Pour nous : nous ne sommes pas encore allés très loin, et la pandémie nous a fait revoir à la baisse notre envie de découvrir l’Europe dès cet été. Mais peu importe, notre voyage a commencé il y a 2 ans, d’abord dans nos têtes, puis dans tous les aspects de notre vie. Et comme le dit un proverbe gitan :
Ce n’est pas la destination qui compte, mais bien la route.
6 – Les autres sont obligés de travailler (pour que vous puissiez vivre des aides sociales)
Alors je vais peut-être vous étonner sur ce sujet, mais nous aussi nous sommes obligés de travailler ! Certains nomades travaillent à distance, proposent des services sur leur route, ou bien font des saisons ou de l’intérim. Ceux qui bénéficiaient déjà du RSA, de l’AAH ou de toute autre aide sociale dans une vie sédentaire ne s’ouvrent pas plus de droits en choisissant la vie nomade, bien au contraire : pas d’APL ou d’aide au logement, pas de possibilité d’utiliser des chèques énergie auprès d’un fournisseur, etc… Certains nomades, par désir de ne pas dépendre de la société ou par méconnaissance de leurs droits ne font pas la demande de certaines aides, car ce n’est pas simple d’être accompagné par une assistante sociale ou un conseiller emploi quand on n’a pas d’adresse fixe où rester plusieurs mois…

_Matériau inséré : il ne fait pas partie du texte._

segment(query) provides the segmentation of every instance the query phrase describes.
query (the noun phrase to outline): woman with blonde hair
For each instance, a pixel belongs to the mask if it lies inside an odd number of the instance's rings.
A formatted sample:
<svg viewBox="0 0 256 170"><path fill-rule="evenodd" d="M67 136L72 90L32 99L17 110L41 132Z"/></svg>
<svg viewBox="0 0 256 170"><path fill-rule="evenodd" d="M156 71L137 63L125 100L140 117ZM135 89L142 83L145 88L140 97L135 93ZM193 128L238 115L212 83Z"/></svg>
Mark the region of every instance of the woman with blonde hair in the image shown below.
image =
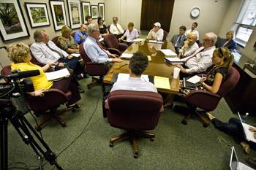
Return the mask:
<svg viewBox="0 0 256 170"><path fill-rule="evenodd" d="M64 93L70 90L72 93L72 98L68 101L67 107L74 107L75 109L80 107L80 106L76 104L76 102L81 98L78 88L78 82L73 76L71 75L69 77L65 77L54 82L47 80L45 72L51 66L55 66L55 61L51 61L42 67L33 64L30 62L31 56L30 55L29 47L23 43L10 45L8 47L8 57L13 62L11 64L12 70L20 69L21 72L30 70L39 71L39 75L30 77L35 90L29 93L30 95L42 96L43 93L51 88L57 88Z"/></svg>

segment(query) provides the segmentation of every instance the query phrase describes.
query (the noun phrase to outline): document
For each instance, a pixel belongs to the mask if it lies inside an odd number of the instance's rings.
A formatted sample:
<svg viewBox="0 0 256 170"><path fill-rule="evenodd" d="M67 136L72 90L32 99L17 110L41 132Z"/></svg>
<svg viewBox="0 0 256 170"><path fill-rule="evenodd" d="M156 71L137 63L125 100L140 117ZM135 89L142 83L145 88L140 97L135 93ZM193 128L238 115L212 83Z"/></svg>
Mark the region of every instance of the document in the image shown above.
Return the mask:
<svg viewBox="0 0 256 170"><path fill-rule="evenodd" d="M119 73L118 77L117 77L117 80L116 82L118 81L126 81L129 79L129 74L126 74L126 73ZM146 74L142 74L141 75L141 79L145 80L146 82L149 82L149 78L148 78L148 75L146 75Z"/></svg>
<svg viewBox="0 0 256 170"><path fill-rule="evenodd" d="M154 84L157 88L170 89L169 78L155 76L154 77Z"/></svg>
<svg viewBox="0 0 256 170"><path fill-rule="evenodd" d="M192 77L187 80L187 82L191 82L191 83L193 83L193 84L195 84L195 83L197 83L198 82L200 82L200 80L201 80L202 77L197 76L197 75L195 75L195 76L193 76Z"/></svg>
<svg viewBox="0 0 256 170"><path fill-rule="evenodd" d="M67 68L52 72L46 72L45 74L48 81L70 76L70 73Z"/></svg>
<svg viewBox="0 0 256 170"><path fill-rule="evenodd" d="M170 49L161 49L160 51L162 51L162 53L167 56L177 56L177 54Z"/></svg>

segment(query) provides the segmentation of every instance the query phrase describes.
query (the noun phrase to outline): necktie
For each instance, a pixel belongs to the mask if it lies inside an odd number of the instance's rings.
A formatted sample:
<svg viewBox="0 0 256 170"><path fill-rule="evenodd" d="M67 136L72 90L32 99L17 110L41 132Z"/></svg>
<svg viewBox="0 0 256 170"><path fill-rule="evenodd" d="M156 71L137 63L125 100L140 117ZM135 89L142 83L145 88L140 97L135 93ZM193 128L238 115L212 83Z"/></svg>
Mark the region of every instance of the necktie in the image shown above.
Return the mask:
<svg viewBox="0 0 256 170"><path fill-rule="evenodd" d="M204 48L205 48L204 47L200 47L200 48L198 48L192 55L191 55L184 61L184 63L186 63L190 58L195 57L197 53L199 53L200 52L203 51Z"/></svg>
<svg viewBox="0 0 256 170"><path fill-rule="evenodd" d="M46 47L48 47L50 50L52 50L52 51L56 53L57 54L59 54L59 55L61 58L64 58L64 56L62 55L62 54L59 51L55 50L54 48L50 47L48 43L46 44Z"/></svg>

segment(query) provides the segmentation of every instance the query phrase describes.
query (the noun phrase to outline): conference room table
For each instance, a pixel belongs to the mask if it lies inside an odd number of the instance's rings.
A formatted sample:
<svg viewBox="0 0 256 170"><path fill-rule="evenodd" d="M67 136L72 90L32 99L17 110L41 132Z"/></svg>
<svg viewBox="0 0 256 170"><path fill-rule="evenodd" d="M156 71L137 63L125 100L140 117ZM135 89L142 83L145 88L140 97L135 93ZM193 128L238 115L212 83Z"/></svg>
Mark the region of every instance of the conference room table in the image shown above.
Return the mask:
<svg viewBox="0 0 256 170"><path fill-rule="evenodd" d="M173 79L173 69L174 65L167 63L165 61L164 58L166 57L159 50L170 49L175 52L174 47L170 42L165 41L163 44L143 42L134 42L132 44L124 53L132 54L135 52L141 52L149 55L151 61L149 61L147 69L143 74L148 76L159 76L169 78L170 89L157 88L159 92L162 92L170 94L176 94L178 93L179 88L179 77ZM121 58L124 61L122 63L114 63L108 74L105 75L103 83L113 84L112 79L115 73L128 73L129 58Z"/></svg>

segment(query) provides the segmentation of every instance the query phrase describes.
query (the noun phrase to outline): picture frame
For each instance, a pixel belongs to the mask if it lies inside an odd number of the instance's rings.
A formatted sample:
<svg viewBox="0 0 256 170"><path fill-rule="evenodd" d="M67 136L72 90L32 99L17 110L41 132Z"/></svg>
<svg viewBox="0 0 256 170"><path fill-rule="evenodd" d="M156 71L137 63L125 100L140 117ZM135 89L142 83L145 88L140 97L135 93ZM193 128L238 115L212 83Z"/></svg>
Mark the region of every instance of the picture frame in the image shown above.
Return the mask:
<svg viewBox="0 0 256 170"><path fill-rule="evenodd" d="M82 1L83 23L86 23L86 17L91 15L91 4L89 1Z"/></svg>
<svg viewBox="0 0 256 170"><path fill-rule="evenodd" d="M31 28L50 26L46 3L25 2L24 4Z"/></svg>
<svg viewBox="0 0 256 170"><path fill-rule="evenodd" d="M91 5L91 18L96 19L98 18L98 6L97 5Z"/></svg>
<svg viewBox="0 0 256 170"><path fill-rule="evenodd" d="M29 36L18 0L1 0L0 36L3 42ZM8 13L4 12L8 11Z"/></svg>
<svg viewBox="0 0 256 170"><path fill-rule="evenodd" d="M69 14L70 26L72 29L80 28L82 24L81 5L80 0L67 0Z"/></svg>
<svg viewBox="0 0 256 170"><path fill-rule="evenodd" d="M56 31L67 25L64 1L50 0L49 3L54 30Z"/></svg>
<svg viewBox="0 0 256 170"><path fill-rule="evenodd" d="M105 20L105 3L98 3L99 17L102 17Z"/></svg>

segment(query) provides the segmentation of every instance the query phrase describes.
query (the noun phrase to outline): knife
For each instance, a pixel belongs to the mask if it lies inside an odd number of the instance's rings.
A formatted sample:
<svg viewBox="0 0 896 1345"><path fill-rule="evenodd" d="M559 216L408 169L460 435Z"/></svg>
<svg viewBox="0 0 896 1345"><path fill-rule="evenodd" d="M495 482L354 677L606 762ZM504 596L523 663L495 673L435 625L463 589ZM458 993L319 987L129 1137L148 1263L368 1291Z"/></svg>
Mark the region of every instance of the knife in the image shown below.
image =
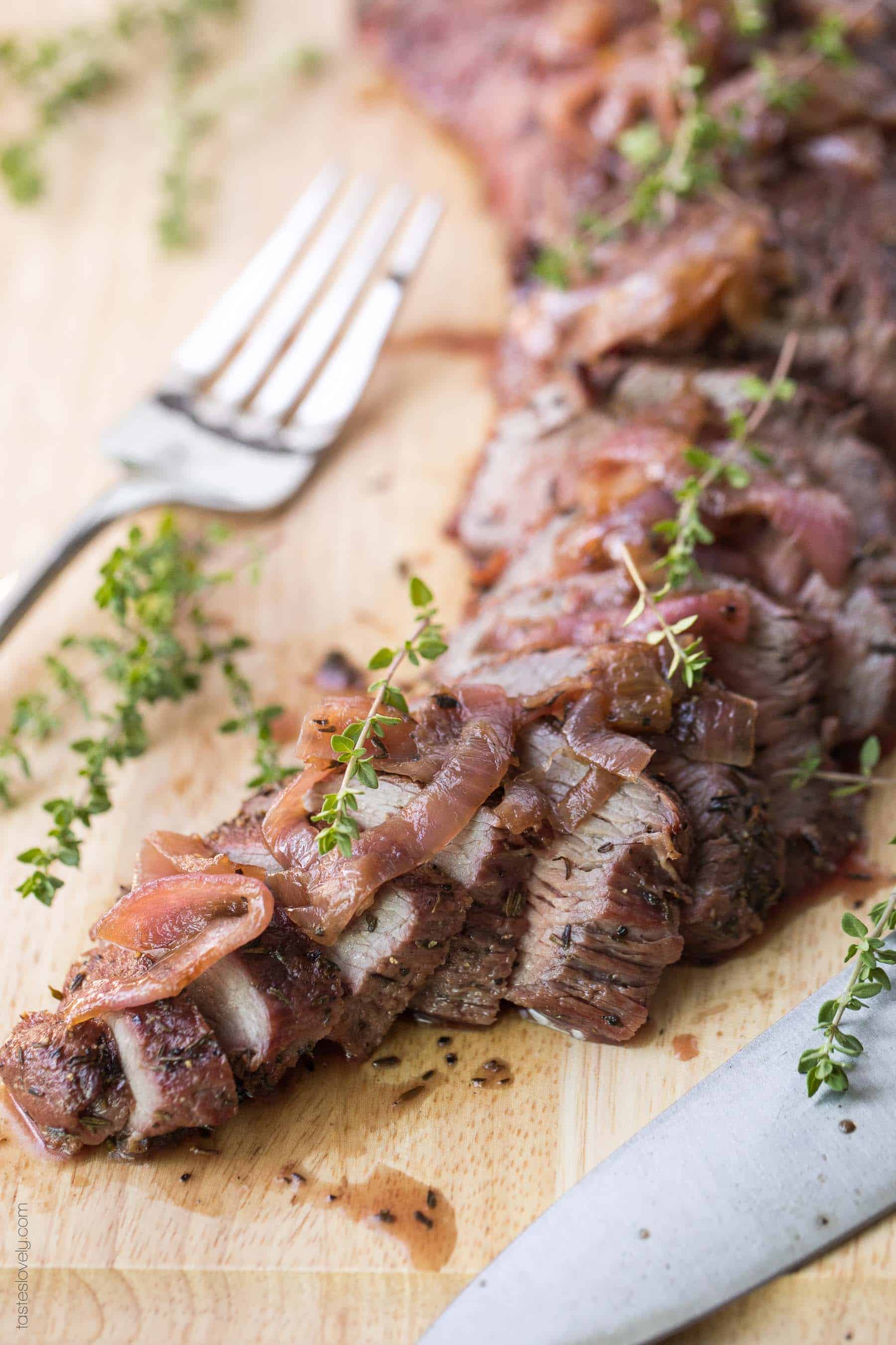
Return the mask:
<svg viewBox="0 0 896 1345"><path fill-rule="evenodd" d="M834 976L583 1177L422 1345L647 1345L896 1209L896 994L862 1014L848 1093L810 1102L797 1073L841 990Z"/></svg>

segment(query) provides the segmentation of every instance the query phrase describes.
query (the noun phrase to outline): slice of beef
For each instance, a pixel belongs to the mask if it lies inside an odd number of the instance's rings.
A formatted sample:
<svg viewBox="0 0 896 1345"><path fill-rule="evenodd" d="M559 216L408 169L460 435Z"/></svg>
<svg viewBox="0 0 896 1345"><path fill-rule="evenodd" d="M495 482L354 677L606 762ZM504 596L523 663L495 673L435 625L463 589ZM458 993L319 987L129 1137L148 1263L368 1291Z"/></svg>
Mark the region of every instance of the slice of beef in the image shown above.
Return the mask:
<svg viewBox="0 0 896 1345"><path fill-rule="evenodd" d="M365 1060L435 971L463 924L469 893L420 869L377 892L328 950L345 985L328 1037Z"/></svg>
<svg viewBox="0 0 896 1345"><path fill-rule="evenodd" d="M772 823L786 847L785 890L793 894L833 872L860 837L854 799L833 798L822 780L793 787L795 768L825 740L830 633L806 612L739 588L750 604L748 638L721 646L713 672L756 702L754 771L768 785Z"/></svg>
<svg viewBox="0 0 896 1345"><path fill-rule="evenodd" d="M801 168L782 159L754 191L770 213L768 241L786 258L789 284L737 343L771 354L786 332L799 332L798 367L862 398L888 436L896 409L896 152L880 141L880 167L868 176L836 161Z"/></svg>
<svg viewBox="0 0 896 1345"><path fill-rule="evenodd" d="M782 889L783 839L768 788L747 771L660 749L652 763L688 808L692 900L681 911L685 956L715 958L760 933Z"/></svg>
<svg viewBox="0 0 896 1345"><path fill-rule="evenodd" d="M494 1022L525 928L529 855L529 845L508 835L485 807L438 855L438 868L472 901L446 960L414 998L418 1013L478 1028Z"/></svg>
<svg viewBox="0 0 896 1345"><path fill-rule="evenodd" d="M618 613L630 611L631 604L631 581L622 568L544 577L524 588L489 593L451 632L438 674L450 683L485 655L599 644L617 628Z"/></svg>
<svg viewBox="0 0 896 1345"><path fill-rule="evenodd" d="M603 412L584 410L567 383L540 387L531 405L501 417L457 515L459 541L477 561L516 550L564 508L563 477L591 460L614 432Z"/></svg>
<svg viewBox="0 0 896 1345"><path fill-rule="evenodd" d="M586 773L548 724L521 734L520 760L555 802ZM645 776L621 784L572 834L557 834L532 859L508 999L587 1041L634 1036L662 968L681 956L688 846L681 803Z"/></svg>
<svg viewBox="0 0 896 1345"><path fill-rule="evenodd" d="M277 873L262 822L278 792L269 787L253 795L206 843L235 863ZM251 1096L275 1084L326 1036L343 983L320 944L277 908L259 939L206 971L189 994L214 1024L242 1089Z"/></svg>
<svg viewBox="0 0 896 1345"><path fill-rule="evenodd" d="M63 1003L93 976L133 975L152 959L103 943L66 978ZM234 1076L215 1034L185 995L105 1015L133 1095L122 1137L130 1151L193 1126L219 1126L236 1111Z"/></svg>
<svg viewBox="0 0 896 1345"><path fill-rule="evenodd" d="M476 153L517 243L568 234L618 156L552 129L552 106L588 78L603 43L647 0L363 0L364 38L426 112Z"/></svg>
<svg viewBox="0 0 896 1345"><path fill-rule="evenodd" d="M270 1088L325 1037L343 997L320 944L275 908L267 929L204 971L188 990L243 1091Z"/></svg>
<svg viewBox="0 0 896 1345"><path fill-rule="evenodd" d="M380 776L359 794L359 826L377 826L419 794L420 785ZM451 937L411 1007L430 1018L486 1026L494 1022L525 925L523 885L529 845L501 827L494 811L473 820L435 857L435 868L465 893L463 928Z"/></svg>
<svg viewBox="0 0 896 1345"><path fill-rule="evenodd" d="M56 1153L117 1135L134 1106L113 1036L97 1020L66 1028L55 1013L24 1014L0 1046L0 1079Z"/></svg>
<svg viewBox="0 0 896 1345"><path fill-rule="evenodd" d="M277 873L279 865L265 845L262 822L279 792L278 785L269 784L253 794L235 816L222 822L203 838L206 845L216 854L226 854L234 863L249 863L267 873Z"/></svg>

Pour nous : suite à ma rupture conventionnelle et la démission de Patrice, j’ai touché des allocations chômage et travaillé à temps partiel lorsque nous en avions la nécessité et que Patrice ne trouvait rien à temps plein. Je travaille à créer mon activité indépendante à distance et Patrice cherche à se former pour sa propre activité. Nous essayons d’équilibrer vie familiale et vie professionnelle dans le couple et tout en restant disponibles pour les enfants. Ce n’est pas le plus simple mais c’est un choix que l’on ne regrette pas…
7 – C’est un mode de vie marginal
Marginal veut bien dire « en marge de la société », hors normes, ce n’est donc pas complètement faux. Mais nous faisons aussi partie de cette même société, à laquelle nous contribuons à notre manière, certes différente. Beaucoup de choses actuellement vues comme « normales » ont été marginales à un moment, souvenez-vous : l’homosexualité, le divorce et le remariage, les femmes qui conduisent des poids lourds, les hommes qui s’occupent des enfants et mettent leur carrière en second plan, etc. Les normes auxquelles nous nous référons sont celles de notre société actuelle, mais il suffit d’aller voir juste un peu plus loin pour constater que ces normes peuvent être différentes et évoluer. Alors finalement, être marginal à un moment donné peut signifier également être visionnaire, être créatif, ou encore être libéré de la pression sociale. Et si on y regarde de plus près, nous sommes de plus en plus nombreux à être marginaux, donc finalement de moins en moins marginaux, vous me suivez ?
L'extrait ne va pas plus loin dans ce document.